Starting in 1938, scientists part of the Harvard Study of Adult Development followed 268  male students (this was before women were allowed to study on campus) for the next 80 years of their lives.. The study later expanded to include the participants’ offspring, and in the 1970’s, 456 Boston inner-city residents were enlisted to participate, including some of their wives. In total, more than 1,300 participants were observed over the course of the decades-long study. Throughout the years, the study saw some individuals become successful businessmen, while others turned to addiction and suffered from mental health issues. 

What they did find among the top “happiest” participants is that they were satisfied in their relationships, especially those in fulfilling marriages. This same group were also the ones that lived the longest across the board, while participants unmarried or in tumultuous relationships died sooner. 

“Loneliness kills,” he said. 

At first, researchers focused on genetics and physiology, but in 1966, a psychoanalyst joined the team by the name of George Valliant. He went on to lead the study from 1972 to 2004 and what he found was that relationships played a huge role in the lives of the participants. What Valliant and his fellow researchers found was that individuals who had healthy relationships, whether they were close friendships, deep-rooted connections with their community and/or a partner, that was the leading indicator of a healthier life, more so than cholesterol levels and other physiological factors. 

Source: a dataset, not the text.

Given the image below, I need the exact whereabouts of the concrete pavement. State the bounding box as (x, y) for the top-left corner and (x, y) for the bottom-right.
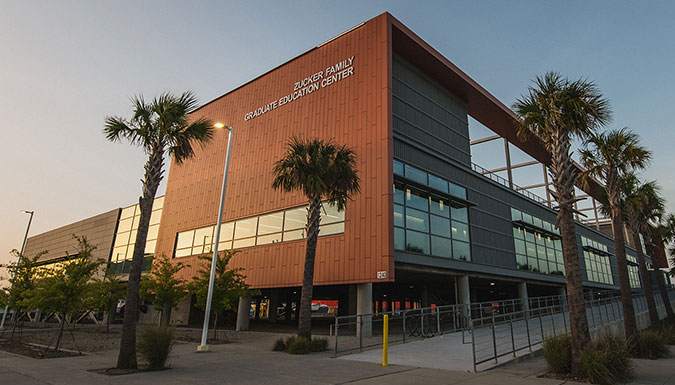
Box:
(0, 335), (675, 385)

Those with supportive relationships were less likely to drink or smoke in excess, became less depressed, and even experienced less mental deterioration as they got older. 

“Good relationships don’t just protect our bodies; they protect our brains,” Robert says in his 2015 TED talk. This doesn’t mean that these relationships were perfect; researchers still found that couples fought like anyone else, but as long as they felt secure in their relationships, those arguments didn’t impact mental health like those in less secure relationships. 

The study is still ongoing and is now looking into how childhood and chronic stress affect people’s lives. Even Robert has incorporated what the lessons learned in the study into his life:

“It’s easy to get isolated, to get caught up in work and not remembering, ‘Oh, I haven’t seen these friends in a long time,’ ” he said in a Harvard Gazette article about the study. “So I try to pay more attention to my relationships than I used to.”

We’re reminded to hold onto the ones we love and keep them close. It could just save your life.